The economics of UFC fight-night bonuses (article)

Really excellent article on the economics of fight-night bonuses by ug'er Ben Fowlkes, with some insight from an econ professor. worth the full read imo

 

Only – hold on – things aren't as bad as they seem. There are three different bonus awards up for grabs at the end of the night, and each one is worth about three times your entire take for fighting and winning. And you? You're eligible for them. Hell, you might even win more than one. You could show up to fight for $16,000 and end up pocketing an extra $100,000 just for doing a really good job. What's not to like about that?

In theory, it sounds like a pretty sweet deal for prelim fighters. It's just that, once you actually look at how it shakes out in reality, you realize their odds aren't so great.

For instance, look at this graph from MMA analyst Reed Kuhn. After looking at roughly eight years' worth of UFC end-of-the-night bonuses, Kuhn found that, statistically, prelim fighters are unlikely to actually win one of those bonus awards. According to Kuhn's analysis, 36 percent of main event fighters took home some form of bonus (most often the "Fight of the Night” bonus), while fighters in the 12th spot on a card – typically the first fight of the night – won a bonus just seven percent of the time (including zero "Fight of the Night” bonuses).

Throughout the prelims, the numbers look similarly depressing. The six and seven spots – the two fights just before the main card begins – offer the best hope for a bonus, but even those fighters win a bonus award only 14 percent of the time. The chance of two prelim fighters combining for the "Fight of the Night” is even worse. As Kuhn pointed out, "A fighter in any given spot on the main card will average a 14.7 percent FOTN bonus rate, while being on the prelim card results in a measly 3.2 percent FOTN average. That's a huge drop, and a far larger drop than Knockout and Submission averages across the card.”


According to Seth Gitter, a professor of Economics at Towson University in Baltimore, it might have something to do with the psychology that motivates someone to become a fighter in the first place.

"Most economic theory assumes that most people want to avoid risk,” Gitter said. "That's why we buy insurance. But in some cases people are risk-loving.”

A sport where people lock themselves in a cage with other humans who are trying to smash their faces may just be one such case. By its very nature, fighting isn't the kind of sport where you can afford to be content with second place. The 25th best tennis player in the world might make a good living with relatively minimal risk, but the 25th best welterweight in the UFC is going to have to bleed a lot for not much cash in the end.
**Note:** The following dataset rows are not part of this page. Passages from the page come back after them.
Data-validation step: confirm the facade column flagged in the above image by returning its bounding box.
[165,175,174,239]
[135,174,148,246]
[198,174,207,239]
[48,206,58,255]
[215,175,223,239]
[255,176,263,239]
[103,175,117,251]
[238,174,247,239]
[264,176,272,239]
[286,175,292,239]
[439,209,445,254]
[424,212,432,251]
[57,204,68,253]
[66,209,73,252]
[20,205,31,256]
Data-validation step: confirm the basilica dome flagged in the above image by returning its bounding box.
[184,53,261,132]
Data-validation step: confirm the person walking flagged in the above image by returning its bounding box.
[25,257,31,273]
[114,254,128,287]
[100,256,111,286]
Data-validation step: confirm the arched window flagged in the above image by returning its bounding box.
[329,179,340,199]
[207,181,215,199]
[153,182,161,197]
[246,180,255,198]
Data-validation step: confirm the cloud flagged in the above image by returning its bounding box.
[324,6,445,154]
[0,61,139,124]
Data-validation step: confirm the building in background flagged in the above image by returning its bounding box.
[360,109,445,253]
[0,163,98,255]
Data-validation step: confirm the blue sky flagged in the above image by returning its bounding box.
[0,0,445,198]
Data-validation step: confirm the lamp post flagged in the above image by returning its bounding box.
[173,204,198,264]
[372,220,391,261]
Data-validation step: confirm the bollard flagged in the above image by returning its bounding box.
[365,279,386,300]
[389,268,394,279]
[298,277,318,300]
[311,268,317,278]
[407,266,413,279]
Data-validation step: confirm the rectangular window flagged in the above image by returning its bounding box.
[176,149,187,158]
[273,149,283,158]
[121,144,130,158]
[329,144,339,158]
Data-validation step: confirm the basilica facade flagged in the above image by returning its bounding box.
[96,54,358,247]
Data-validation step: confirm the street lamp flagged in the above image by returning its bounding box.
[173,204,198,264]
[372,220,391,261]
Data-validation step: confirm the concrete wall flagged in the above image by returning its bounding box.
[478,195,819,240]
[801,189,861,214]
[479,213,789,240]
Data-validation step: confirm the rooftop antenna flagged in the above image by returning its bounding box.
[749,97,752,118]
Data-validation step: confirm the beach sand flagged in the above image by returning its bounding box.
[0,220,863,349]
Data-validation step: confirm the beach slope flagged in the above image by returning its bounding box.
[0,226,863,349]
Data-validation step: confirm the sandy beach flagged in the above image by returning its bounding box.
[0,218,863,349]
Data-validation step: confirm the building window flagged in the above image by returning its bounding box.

The big money is this sport goes to those at the very top of the pyramid.

That aspect of fighter compensation, Gitter said, brings to mind the economic concept known as "tournament theory.”

Rest of article at http://www.mmajunkie.com/news/2013/07/the-economics-of-ufc-fight-night-bonuses?utm_source=dlvr.it&utm_medium=twitter

ttt

"[T]ournament theory might help explain why fighters are often content to compete for very little in the hopes of one day hitting it big."

 I assume most fighters get this. If you don't reach the top you don't get paid very well, but it you do the rewards are enormous. The top fighters aren't just rich - they're rock stars.

There is absolutely nothing wrong with performance based bonuses.

That is indepenent of whether or not an athlete can earn a living off of their base pay when that athlete competes for an organization that is the pinnacle of the sport and brings in over $500 million per year in revenue.

Just because Dana stated they were considering getting rid of bonuses to up the pay for the lower tier guys doesn't mean they can't afford both.

  1. Economics is not a science, its often based on societal values. Most economist theories are based on unproven assumptions and value biased social science data.

    2. It has been proven consistently that people are not that motivated by money. In fact studies have shown that people are likely to become less motivated when they are given more money.

    3. People are motivated by their interests not by money.

    4. Most economists are a plague on the society and shouldn't be taken seriously.